I’ve been reviewing 175 Superfood Blender Recipes Book. One of the recipes I picked to test was the Tuscan White Bean Soup since I love Italian food, and this superfood soup recipe is lactose free.I picked this Tuscan White Bean Soup recipe to share because I wanted to show that superfood blender recipes aren’t all about smoothies. Blender recipes can also include savory recipes like soup. This was definitely a tasty recipe and the smell of shallots, garlic and thyme is sure to make you salivate.
This recipe was easy to make, however, unlike the smoothie and smoothie bowl recipes, it requires a few more steps in order to cook the soup.
When I made the soup, I beleive I added too much of the coconut milk, making the soup a little sweet tasting. Next time I make it, I will slowly add the coconut milk to make sure it doesn’t overpower the rest. I used dried thyme since that’s what I had on hand, however, I beleive fresh thyme would have definitely made it tastier.
Unlike the other recipes I tested from 175 Superfood Blender Recipes using the Nutribullet, this recipes didn’t require all kinds of strange or uncommon ingredients. This one consisted mostly of household staples, which was very appreciated.
And one final thought, this soup is full of beans (re: high in fibre) so if your stomach is sensitive to beans, start with a small bowl!This Superfood Tuscan White Bean Soup is rich in nutrients for healthy mood and energy production! Pop over for the recipe! Click To Tweet
Courtesy of 175 Best Superfood Blender Recipes Using Your Nutribullet by Marilyn Haugen & Doug Cook © 2016 www.robertrose.ca Available where books are sold.
Tuscan White Bean Soup
The aroma of simmering garlic will draw you to this sublime creamy soup. It’s rich in nutrients that support bone and tooth health, healthy mood and energy production while reducing the risk for metabolic syndrome and diabetes.
• Extra-tall cup
2 tbsp – butter or coconut oil – 30 mL
1 tbsp – sunflower oil – 15 mL
2 – shallots, chopped
2 cans (each 14 to 15 oz/398 to 425 mL) – cannellini (white kidney) beans, drained and rinsed
2 sprigs – fresh thyme 2
4 cups – reduced-sodium ready-to-use chicken or vegetable broth – 1 L
4 cloves – garlic, halved
1⁄2 cup – full-fat coconut milk – 125 mL
Dulse powder or kosher salt
Freshly ground black pepper
1. In a large saucepan, heat butter and sunflower oil over medium heat until shimmering. Add shallots and cook, stirring, for 3 minutes or until softened.
2. Stir in beans, thyme and broth; bring to a simmer, stirring often.
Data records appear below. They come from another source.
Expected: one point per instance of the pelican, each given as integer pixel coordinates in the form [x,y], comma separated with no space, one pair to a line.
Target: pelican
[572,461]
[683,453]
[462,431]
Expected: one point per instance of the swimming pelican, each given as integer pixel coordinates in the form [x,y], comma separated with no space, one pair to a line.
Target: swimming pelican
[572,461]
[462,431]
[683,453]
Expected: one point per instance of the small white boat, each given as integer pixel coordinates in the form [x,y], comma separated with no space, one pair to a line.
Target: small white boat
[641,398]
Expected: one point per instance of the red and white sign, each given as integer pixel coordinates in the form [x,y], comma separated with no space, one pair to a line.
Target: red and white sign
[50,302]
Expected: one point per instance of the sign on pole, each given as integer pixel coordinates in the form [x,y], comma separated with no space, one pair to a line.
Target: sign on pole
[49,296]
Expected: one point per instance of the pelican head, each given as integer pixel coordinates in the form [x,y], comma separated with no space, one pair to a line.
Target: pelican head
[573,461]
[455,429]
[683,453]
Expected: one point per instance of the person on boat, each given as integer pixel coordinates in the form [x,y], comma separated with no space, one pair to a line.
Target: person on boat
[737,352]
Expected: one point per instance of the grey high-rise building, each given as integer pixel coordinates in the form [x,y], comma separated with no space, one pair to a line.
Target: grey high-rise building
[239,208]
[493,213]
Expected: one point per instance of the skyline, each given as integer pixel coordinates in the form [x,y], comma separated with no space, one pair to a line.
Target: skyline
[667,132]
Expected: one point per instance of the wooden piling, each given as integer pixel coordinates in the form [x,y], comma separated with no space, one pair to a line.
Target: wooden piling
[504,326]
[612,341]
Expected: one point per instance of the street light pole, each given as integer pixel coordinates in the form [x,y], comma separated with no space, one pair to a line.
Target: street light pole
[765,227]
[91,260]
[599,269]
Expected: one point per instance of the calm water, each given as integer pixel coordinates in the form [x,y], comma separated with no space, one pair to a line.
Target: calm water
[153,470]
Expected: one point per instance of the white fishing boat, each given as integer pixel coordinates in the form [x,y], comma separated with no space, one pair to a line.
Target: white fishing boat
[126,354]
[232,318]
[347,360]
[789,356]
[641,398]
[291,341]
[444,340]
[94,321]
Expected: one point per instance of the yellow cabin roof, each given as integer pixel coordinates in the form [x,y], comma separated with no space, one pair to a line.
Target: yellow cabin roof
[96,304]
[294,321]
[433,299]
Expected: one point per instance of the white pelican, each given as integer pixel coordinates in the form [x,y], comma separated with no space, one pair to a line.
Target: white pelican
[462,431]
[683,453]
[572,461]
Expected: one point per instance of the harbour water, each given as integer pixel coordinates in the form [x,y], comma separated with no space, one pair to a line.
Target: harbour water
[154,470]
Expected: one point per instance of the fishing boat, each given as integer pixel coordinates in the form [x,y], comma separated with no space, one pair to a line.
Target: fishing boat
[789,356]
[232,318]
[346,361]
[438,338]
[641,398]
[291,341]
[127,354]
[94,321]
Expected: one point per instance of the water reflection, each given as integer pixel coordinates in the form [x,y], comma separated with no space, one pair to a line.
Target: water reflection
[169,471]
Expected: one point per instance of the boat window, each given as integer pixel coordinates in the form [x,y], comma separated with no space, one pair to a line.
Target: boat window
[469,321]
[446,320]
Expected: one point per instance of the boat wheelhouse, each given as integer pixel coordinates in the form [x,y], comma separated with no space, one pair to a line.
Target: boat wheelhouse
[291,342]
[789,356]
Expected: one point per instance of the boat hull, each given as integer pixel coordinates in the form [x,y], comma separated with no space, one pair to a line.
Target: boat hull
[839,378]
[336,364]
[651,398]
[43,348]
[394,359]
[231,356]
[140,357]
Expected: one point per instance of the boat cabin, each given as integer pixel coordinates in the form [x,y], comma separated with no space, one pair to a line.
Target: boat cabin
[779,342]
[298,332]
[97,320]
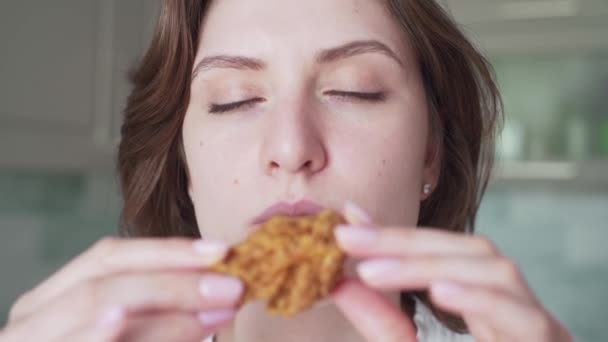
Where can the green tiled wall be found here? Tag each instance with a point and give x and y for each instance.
(557, 237)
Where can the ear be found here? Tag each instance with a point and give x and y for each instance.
(432, 164)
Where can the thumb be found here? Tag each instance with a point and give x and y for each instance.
(372, 315)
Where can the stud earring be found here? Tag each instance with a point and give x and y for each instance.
(426, 189)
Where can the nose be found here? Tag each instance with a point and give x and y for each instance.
(293, 142)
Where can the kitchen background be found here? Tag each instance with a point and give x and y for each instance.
(62, 86)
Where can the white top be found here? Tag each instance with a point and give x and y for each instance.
(429, 328)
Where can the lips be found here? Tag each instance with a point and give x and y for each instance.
(300, 208)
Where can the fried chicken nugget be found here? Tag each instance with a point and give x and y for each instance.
(290, 262)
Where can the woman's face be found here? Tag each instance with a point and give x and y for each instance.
(301, 131)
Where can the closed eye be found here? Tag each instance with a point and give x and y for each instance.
(357, 96)
(229, 107)
(351, 96)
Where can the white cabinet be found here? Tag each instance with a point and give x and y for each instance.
(63, 83)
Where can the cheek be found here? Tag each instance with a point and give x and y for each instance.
(384, 170)
(214, 162)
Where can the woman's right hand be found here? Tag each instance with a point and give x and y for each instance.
(131, 289)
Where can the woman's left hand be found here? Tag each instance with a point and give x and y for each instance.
(466, 276)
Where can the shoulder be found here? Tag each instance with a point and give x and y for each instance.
(431, 330)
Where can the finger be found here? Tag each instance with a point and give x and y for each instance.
(120, 255)
(108, 328)
(138, 294)
(176, 327)
(493, 311)
(369, 241)
(420, 272)
(372, 315)
(355, 215)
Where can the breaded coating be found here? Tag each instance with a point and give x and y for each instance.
(290, 262)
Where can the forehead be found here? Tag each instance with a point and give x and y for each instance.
(267, 27)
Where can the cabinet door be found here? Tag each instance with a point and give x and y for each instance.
(61, 79)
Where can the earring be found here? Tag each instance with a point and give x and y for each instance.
(426, 189)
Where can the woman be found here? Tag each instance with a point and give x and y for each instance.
(242, 108)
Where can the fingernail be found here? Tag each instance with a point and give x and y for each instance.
(216, 317)
(355, 235)
(355, 215)
(446, 290)
(211, 251)
(221, 288)
(378, 269)
(111, 317)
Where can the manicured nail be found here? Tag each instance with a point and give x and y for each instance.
(374, 270)
(355, 235)
(221, 288)
(211, 251)
(355, 215)
(111, 317)
(446, 290)
(216, 317)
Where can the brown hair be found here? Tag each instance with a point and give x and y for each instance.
(463, 98)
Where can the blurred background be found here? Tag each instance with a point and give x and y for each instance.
(62, 87)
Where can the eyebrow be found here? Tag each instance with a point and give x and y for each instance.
(326, 56)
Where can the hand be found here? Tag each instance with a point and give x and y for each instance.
(466, 275)
(135, 289)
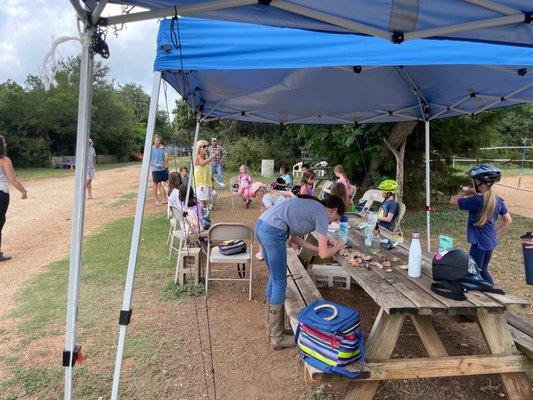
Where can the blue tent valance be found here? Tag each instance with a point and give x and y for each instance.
(279, 75)
(495, 21)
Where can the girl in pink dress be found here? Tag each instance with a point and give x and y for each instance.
(245, 183)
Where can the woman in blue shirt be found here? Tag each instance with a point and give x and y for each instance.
(483, 208)
(292, 219)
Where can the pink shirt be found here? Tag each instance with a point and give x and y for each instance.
(245, 180)
(346, 183)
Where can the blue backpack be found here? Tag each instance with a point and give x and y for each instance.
(329, 338)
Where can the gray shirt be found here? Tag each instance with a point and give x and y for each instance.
(298, 217)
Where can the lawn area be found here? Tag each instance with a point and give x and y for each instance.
(25, 174)
(34, 368)
(507, 265)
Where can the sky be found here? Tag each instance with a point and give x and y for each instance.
(27, 28)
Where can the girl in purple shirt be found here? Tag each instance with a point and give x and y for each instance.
(483, 208)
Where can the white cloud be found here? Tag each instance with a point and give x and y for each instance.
(27, 28)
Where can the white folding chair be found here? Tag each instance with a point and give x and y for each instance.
(370, 196)
(229, 231)
(233, 187)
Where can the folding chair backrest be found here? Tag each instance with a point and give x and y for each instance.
(230, 231)
(177, 214)
(233, 182)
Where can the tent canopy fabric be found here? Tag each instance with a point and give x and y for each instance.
(267, 74)
(496, 21)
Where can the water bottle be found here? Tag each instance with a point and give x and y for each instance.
(415, 257)
(343, 229)
(369, 228)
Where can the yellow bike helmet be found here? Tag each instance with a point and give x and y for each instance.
(389, 186)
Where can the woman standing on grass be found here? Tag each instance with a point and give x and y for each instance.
(483, 208)
(7, 174)
(292, 218)
(203, 181)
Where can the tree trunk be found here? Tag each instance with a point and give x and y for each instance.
(396, 139)
(399, 155)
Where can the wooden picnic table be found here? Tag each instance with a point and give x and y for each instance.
(399, 297)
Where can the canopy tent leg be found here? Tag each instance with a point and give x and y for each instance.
(428, 187)
(71, 350)
(125, 313)
(191, 177)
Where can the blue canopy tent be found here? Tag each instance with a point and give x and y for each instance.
(399, 21)
(267, 74)
(496, 21)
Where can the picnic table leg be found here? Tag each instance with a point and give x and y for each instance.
(379, 346)
(500, 341)
(431, 341)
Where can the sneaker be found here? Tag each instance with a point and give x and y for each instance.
(4, 257)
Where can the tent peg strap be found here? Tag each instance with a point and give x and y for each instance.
(70, 358)
(125, 317)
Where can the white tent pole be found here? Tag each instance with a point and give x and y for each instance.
(428, 187)
(70, 352)
(193, 155)
(125, 313)
(189, 185)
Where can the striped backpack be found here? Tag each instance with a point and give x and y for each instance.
(329, 338)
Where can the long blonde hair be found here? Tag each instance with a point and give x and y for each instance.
(489, 206)
(199, 144)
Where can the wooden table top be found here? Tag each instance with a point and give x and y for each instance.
(397, 293)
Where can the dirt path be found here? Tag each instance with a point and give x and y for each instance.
(37, 231)
(518, 201)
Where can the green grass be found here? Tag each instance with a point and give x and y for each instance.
(41, 312)
(506, 265)
(25, 174)
(180, 293)
(122, 200)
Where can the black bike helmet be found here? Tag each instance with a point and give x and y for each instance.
(486, 173)
(450, 265)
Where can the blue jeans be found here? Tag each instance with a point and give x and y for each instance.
(273, 243)
(482, 258)
(216, 172)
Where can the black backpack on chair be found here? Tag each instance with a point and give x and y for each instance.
(455, 273)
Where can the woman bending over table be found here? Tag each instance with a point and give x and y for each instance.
(292, 219)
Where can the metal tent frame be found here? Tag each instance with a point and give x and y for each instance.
(92, 19)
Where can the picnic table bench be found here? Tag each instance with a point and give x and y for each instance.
(400, 297)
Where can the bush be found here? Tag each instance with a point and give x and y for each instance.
(29, 152)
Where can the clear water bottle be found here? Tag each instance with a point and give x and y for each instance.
(414, 269)
(343, 229)
(369, 229)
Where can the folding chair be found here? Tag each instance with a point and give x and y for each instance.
(234, 187)
(365, 203)
(229, 231)
(180, 232)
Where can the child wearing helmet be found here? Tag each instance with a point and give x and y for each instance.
(483, 208)
(389, 208)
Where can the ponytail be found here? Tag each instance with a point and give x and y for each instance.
(329, 201)
(489, 206)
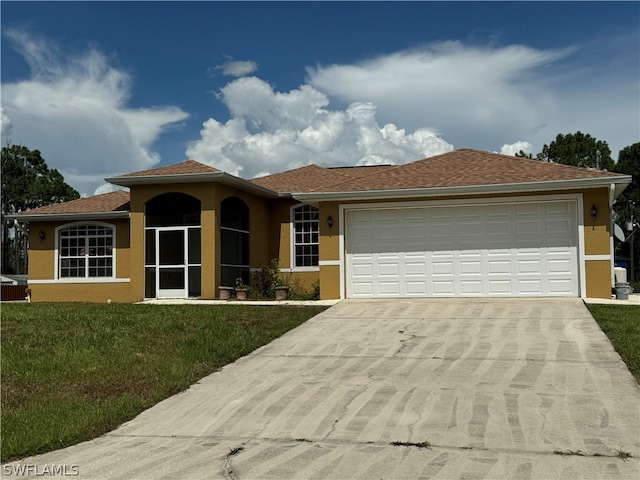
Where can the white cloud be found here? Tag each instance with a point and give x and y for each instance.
(273, 131)
(513, 148)
(478, 97)
(74, 110)
(236, 68)
(6, 125)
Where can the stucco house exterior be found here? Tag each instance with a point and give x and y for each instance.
(464, 223)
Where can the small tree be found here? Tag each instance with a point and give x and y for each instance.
(578, 149)
(628, 204)
(27, 183)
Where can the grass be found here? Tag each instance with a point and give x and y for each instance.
(621, 323)
(71, 372)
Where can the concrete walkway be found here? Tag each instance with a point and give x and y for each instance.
(392, 389)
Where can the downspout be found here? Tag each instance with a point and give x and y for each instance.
(612, 193)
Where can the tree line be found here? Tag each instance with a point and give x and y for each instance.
(28, 183)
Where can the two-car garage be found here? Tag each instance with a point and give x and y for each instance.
(526, 246)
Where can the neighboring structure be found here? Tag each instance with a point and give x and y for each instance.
(464, 223)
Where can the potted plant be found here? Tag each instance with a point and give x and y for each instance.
(242, 289)
(225, 292)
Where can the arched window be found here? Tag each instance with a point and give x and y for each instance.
(305, 233)
(86, 251)
(234, 239)
(172, 210)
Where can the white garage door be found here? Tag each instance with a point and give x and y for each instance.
(501, 250)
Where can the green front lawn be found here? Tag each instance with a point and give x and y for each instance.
(621, 323)
(71, 372)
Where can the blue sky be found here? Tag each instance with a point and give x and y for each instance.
(105, 88)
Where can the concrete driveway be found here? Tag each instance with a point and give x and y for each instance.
(382, 389)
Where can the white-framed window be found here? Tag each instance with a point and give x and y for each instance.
(85, 251)
(305, 237)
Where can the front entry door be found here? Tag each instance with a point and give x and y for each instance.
(172, 262)
(172, 259)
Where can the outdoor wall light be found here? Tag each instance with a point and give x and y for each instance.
(330, 221)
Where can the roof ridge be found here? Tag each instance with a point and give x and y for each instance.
(174, 169)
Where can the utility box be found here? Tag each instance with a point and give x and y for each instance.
(620, 273)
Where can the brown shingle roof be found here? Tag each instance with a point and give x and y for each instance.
(463, 167)
(117, 201)
(312, 176)
(183, 168)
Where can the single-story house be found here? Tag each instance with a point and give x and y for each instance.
(464, 223)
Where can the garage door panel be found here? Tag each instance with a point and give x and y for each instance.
(515, 249)
(470, 268)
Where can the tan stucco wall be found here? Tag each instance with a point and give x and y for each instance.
(597, 233)
(280, 245)
(270, 238)
(596, 239)
(211, 196)
(42, 267)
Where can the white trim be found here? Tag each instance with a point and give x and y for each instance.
(78, 217)
(56, 257)
(612, 200)
(582, 274)
(221, 177)
(329, 263)
(81, 280)
(292, 243)
(545, 186)
(462, 202)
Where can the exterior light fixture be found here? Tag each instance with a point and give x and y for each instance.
(330, 221)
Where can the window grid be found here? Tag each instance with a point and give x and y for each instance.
(306, 229)
(86, 251)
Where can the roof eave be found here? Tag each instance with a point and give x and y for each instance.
(52, 217)
(620, 183)
(221, 177)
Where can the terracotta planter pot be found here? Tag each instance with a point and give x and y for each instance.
(282, 293)
(225, 293)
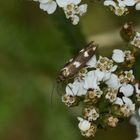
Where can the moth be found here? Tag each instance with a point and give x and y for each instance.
(75, 64)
Add garlic and simmer, stirring occasionally, for 10 minutes or until garlic is softened. Discard thyme sprigs. Transfer to a large bowl and let cool.
3. Working in batches, add bean mixture to the extra-tall cup. Twist the extractor blade onto the cup to seal. Blend for 30 seconds or until smooth.
4. Return soup to the pan and stir in coconut milk. Season to taste with dulse and pepper. Cook over medium-low heat, stirring occasionally, for 5 minutes or until heated through.
Serve with a bright green salad and toasted French bread slices.
If you can only find 19-oz (540 mL) cans of cannellini beans, you will need 3 cups (750 mL) rinsed drained beans for this recipe. Store the remaining beans in an airtight container in the refrigerator for up to 1 week or in the freezer for up to 6 months.